Peace out, girl scouts. Have a good New Year's Eve party without getting arrested or maimed. - dgreichert, on 12/31/2007, -3/+1Finally a list that was worth reading.
- jiveturkeyblues, on 12/31/2007, -0/+5i know it's a dumb list and all but..gosh i do all of those things so much that i just had to dig it.
ew i eat some nasty crap when i'm drunk. - MattBD, on 12/31/2007, -0/+3I have never eaten a donner kebab sober. It's something that simply doesn't appeal when you're sober, but once you're drunk it just seems like the food of the gods.
- macweirdo42, on 12/31/2007, -0/+1Are you freakin' kidding me? That stuff is the food of the gods sober... Which means that if I were drunk... Dear God... *runs out to buy a doner kebab and a bottle of whiskey*
- venicerocco, on 12/31/2007, -1/+4Funny how every drunk guy in their 20s and 30s in England knows where you can get "THE BEST" donner, mate.... My theory is that it's a surrogate vagina for those who haven't pulled.
- MattBD, on 12/31/2007, -0/+1Well, as long as they don't get chilli sauce with it - makes your eyes water just thinking about it!
- EnP24, on 12/31/2007, -0/+2dugg because i will do all of these through the course of tonight
- skypeGoat, on 12/31/2007, -1/+18. Across the Universe-The Movie
- c0n724ll10n, on 12/31/2007, -1/+0Across the Universe-The Video Game
- merripen, on 12/31/2007, -0/+4Also, expressionist paintings. Man, I just can't jive that ***** sober!
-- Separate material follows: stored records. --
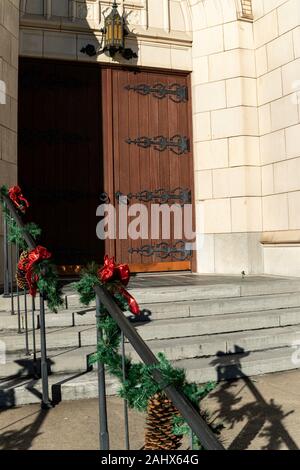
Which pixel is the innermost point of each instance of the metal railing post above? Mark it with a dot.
(46, 404)
(198, 425)
(6, 292)
(126, 421)
(26, 323)
(103, 431)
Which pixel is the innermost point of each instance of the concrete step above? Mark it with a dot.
(173, 310)
(79, 336)
(211, 287)
(249, 286)
(26, 391)
(62, 361)
(72, 360)
(238, 365)
(83, 386)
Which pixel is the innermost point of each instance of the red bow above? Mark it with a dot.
(34, 256)
(18, 199)
(118, 272)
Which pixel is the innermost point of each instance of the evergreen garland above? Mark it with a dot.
(47, 279)
(139, 385)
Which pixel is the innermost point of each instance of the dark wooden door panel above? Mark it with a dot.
(60, 164)
(140, 114)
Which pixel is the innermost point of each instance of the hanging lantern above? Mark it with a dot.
(114, 33)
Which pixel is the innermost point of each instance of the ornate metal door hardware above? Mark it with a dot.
(177, 144)
(179, 251)
(160, 196)
(177, 93)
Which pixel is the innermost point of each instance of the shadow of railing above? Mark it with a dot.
(264, 419)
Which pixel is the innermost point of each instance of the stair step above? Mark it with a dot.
(250, 286)
(62, 361)
(287, 304)
(67, 361)
(212, 345)
(85, 386)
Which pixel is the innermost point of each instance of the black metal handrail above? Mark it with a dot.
(197, 424)
(46, 403)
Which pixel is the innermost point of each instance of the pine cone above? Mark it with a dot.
(159, 424)
(20, 274)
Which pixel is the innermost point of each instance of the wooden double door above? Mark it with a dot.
(89, 133)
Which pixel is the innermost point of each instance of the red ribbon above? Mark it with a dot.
(18, 199)
(34, 256)
(118, 272)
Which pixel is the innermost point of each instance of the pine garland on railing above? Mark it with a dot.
(39, 272)
(139, 386)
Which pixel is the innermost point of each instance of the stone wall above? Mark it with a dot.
(244, 57)
(9, 44)
(226, 134)
(277, 44)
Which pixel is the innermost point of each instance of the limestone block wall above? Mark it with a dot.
(226, 134)
(277, 50)
(9, 44)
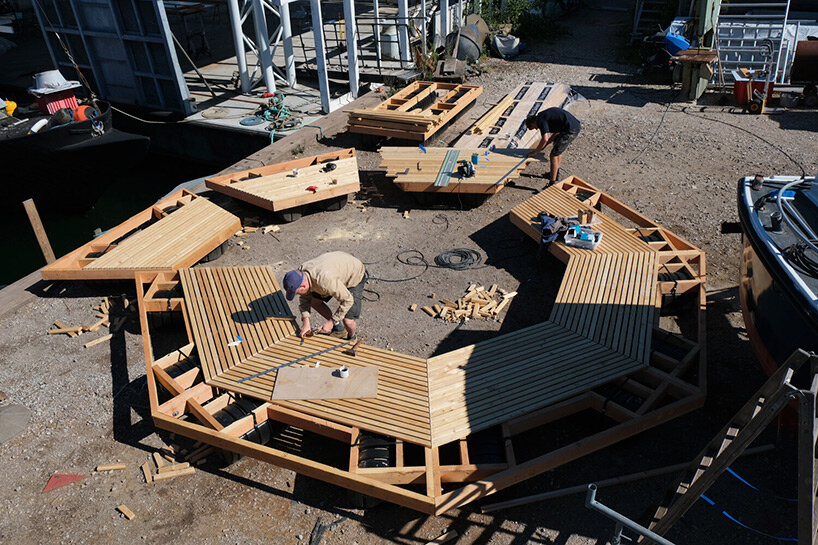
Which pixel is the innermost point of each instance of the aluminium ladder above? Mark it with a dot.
(738, 434)
(743, 27)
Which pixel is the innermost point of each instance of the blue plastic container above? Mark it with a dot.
(675, 43)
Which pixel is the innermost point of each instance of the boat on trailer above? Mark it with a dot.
(779, 265)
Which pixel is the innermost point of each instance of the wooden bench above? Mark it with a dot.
(174, 233)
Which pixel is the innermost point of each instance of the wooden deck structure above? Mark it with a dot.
(174, 233)
(416, 112)
(600, 350)
(295, 183)
(503, 126)
(434, 170)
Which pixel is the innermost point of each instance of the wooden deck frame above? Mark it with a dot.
(416, 170)
(269, 188)
(404, 116)
(216, 227)
(673, 384)
(503, 126)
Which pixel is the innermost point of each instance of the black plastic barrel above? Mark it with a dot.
(470, 44)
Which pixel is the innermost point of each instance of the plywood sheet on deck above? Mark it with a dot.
(325, 383)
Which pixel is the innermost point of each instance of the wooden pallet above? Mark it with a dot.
(416, 170)
(503, 126)
(287, 185)
(633, 374)
(416, 112)
(174, 233)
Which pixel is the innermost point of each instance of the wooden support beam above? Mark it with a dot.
(433, 488)
(39, 231)
(354, 450)
(309, 468)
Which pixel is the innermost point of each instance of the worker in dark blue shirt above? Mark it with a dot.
(557, 127)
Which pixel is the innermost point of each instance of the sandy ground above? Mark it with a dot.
(676, 163)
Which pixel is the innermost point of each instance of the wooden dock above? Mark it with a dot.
(600, 350)
(503, 126)
(295, 183)
(434, 170)
(174, 233)
(416, 112)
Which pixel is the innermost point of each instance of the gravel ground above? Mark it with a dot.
(677, 164)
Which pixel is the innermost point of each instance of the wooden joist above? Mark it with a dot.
(503, 126)
(286, 185)
(416, 112)
(435, 169)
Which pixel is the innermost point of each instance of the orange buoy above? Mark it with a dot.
(85, 112)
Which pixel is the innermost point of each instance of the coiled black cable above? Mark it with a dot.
(459, 259)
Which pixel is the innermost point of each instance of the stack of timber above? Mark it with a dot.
(176, 232)
(477, 303)
(435, 170)
(503, 126)
(292, 184)
(416, 112)
(600, 350)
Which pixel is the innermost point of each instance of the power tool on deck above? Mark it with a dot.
(465, 169)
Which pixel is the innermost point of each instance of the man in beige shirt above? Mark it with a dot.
(331, 275)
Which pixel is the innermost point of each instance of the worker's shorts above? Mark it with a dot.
(357, 294)
(561, 142)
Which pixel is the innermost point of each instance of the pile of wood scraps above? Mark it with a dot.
(416, 112)
(104, 320)
(477, 303)
(166, 463)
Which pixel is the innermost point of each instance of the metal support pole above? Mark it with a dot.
(424, 37)
(320, 54)
(287, 39)
(621, 520)
(263, 45)
(444, 19)
(352, 47)
(403, 31)
(377, 29)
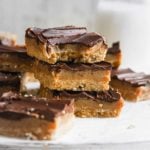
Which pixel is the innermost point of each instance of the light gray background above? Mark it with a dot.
(17, 15)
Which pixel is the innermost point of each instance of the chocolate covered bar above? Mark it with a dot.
(29, 85)
(114, 55)
(34, 118)
(14, 59)
(133, 86)
(9, 81)
(67, 43)
(89, 103)
(73, 76)
(7, 39)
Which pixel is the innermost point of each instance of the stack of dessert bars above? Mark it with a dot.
(23, 115)
(69, 63)
(133, 86)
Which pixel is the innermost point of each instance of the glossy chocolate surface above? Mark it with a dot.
(64, 35)
(14, 106)
(128, 75)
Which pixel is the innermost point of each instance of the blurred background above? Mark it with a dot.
(127, 21)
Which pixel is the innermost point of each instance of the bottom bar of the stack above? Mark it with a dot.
(90, 104)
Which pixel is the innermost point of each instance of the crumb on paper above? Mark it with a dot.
(131, 126)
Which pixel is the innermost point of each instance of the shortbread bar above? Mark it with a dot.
(133, 86)
(67, 43)
(73, 76)
(14, 59)
(114, 55)
(7, 39)
(34, 118)
(29, 85)
(90, 104)
(9, 81)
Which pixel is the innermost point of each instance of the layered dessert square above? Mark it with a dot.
(14, 59)
(7, 39)
(29, 84)
(9, 81)
(114, 55)
(34, 118)
(67, 43)
(73, 76)
(132, 86)
(89, 103)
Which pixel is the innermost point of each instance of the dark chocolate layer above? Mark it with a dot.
(114, 49)
(12, 49)
(64, 35)
(107, 96)
(78, 66)
(128, 75)
(14, 106)
(9, 78)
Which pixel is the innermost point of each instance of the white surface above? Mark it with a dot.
(133, 126)
(128, 22)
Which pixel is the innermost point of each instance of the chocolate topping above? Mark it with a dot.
(114, 49)
(64, 35)
(128, 75)
(9, 78)
(14, 106)
(12, 49)
(78, 66)
(107, 96)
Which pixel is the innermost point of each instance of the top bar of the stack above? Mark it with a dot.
(67, 43)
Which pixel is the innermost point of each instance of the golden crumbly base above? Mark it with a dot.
(88, 107)
(129, 92)
(36, 129)
(4, 89)
(29, 84)
(114, 59)
(14, 63)
(87, 80)
(66, 52)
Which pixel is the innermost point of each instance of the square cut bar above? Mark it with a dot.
(73, 76)
(114, 55)
(9, 81)
(89, 103)
(132, 86)
(67, 43)
(14, 59)
(7, 39)
(29, 85)
(34, 118)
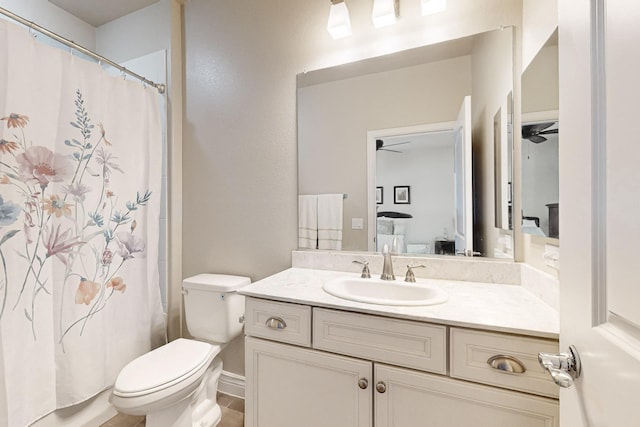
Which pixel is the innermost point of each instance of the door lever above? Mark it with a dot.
(563, 367)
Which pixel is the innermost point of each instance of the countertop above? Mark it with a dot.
(486, 306)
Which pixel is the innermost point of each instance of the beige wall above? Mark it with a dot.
(540, 88)
(240, 157)
(539, 20)
(334, 117)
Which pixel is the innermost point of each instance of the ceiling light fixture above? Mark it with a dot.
(384, 12)
(339, 25)
(430, 7)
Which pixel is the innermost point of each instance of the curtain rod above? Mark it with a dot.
(161, 87)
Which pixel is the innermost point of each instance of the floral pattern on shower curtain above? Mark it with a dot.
(80, 170)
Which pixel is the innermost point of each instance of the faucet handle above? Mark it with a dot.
(366, 274)
(411, 277)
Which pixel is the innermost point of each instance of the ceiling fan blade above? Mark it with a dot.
(536, 139)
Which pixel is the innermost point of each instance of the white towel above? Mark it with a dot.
(308, 221)
(330, 221)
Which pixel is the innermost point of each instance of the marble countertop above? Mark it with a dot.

- AWooWoo, on 12/31/2007, -1/+2I like Pabst
but the best buy is High Gravity Hurricane in a 24oz. can 8.1% for pocket change
$1.15 - ThatsPopetastic, on 12/31/2007, -1/+3I'm in Korea, and I've already done most of these things last night, haha.
- petebert, on 12/31/2007, -0/+7"You ever been to a Denny's during the day? It's downright depressing, isn't it?" this guy must be pretty upper crust where does he get his breakfast? bet he calls it a garage
- SLockhart, on 01/01/2008, -0/+1Yeah I hear the Denny's in the US are mostly run down but in Canada most of them are new clean modern restaurants that offer a decent meal. Plus I used to manage one so I feel the need to defend them for some reason. i know the steaks at the one I managed are top quality.
- bigtizzle, on 12/31/2007, -0/+7I drunk e-mailed an ex the other night. Worst. Mistake. Ever.
- bullox, on 01/01/2008, -0/+1I dunno, I drunk texted a chick that I haven't really even talked to that much besides got her number, now I probably blew it.
- cbob27410, on 12/31/2007, -3/+9The picture of PBR next to the words "crapy beer" must be a mistake.
- wilf_brim, on 12/31/2007, -0/+2There is a phone that is supposed to prevent drunk dialing. The LG4100 was supposed to be released in the US, but I don't think it ever was. It has a built in brethalyzer. You can program the phone to not allow outgoing calls to ex gfs, or ex spouses, bosses, take out pizza joints, whatever. http://www.news.com/8301-10784_3-6088879-7.html
Oddly, that is the only think in this list that I'm not guilty of. I don't want to talk to them sober, why in hell would I want to talk to them when I'm drunk. (Although my last ex does. Reminds me to turn off phone tonight and tomorrow)- cindya, on 12/31/2007, -0/+1Every male I know gets drunk and pees on things. I'm sure I would if I could...
- CaviMike, on 12/31/2007, -0/+3I really hope I'm not 'that guy' with the idiotic drunk stories.
- dupswapdrop, on 12/31/2007, -0/+3Remember to say "you all just watch this!" just before you do it!
- akatherder, on 12/31/2007, -0/+8Last New Years Eve I learned that you should never drunk dial your ex from the bathroom and let her know which bar you are at. Specifically when your wife is with you.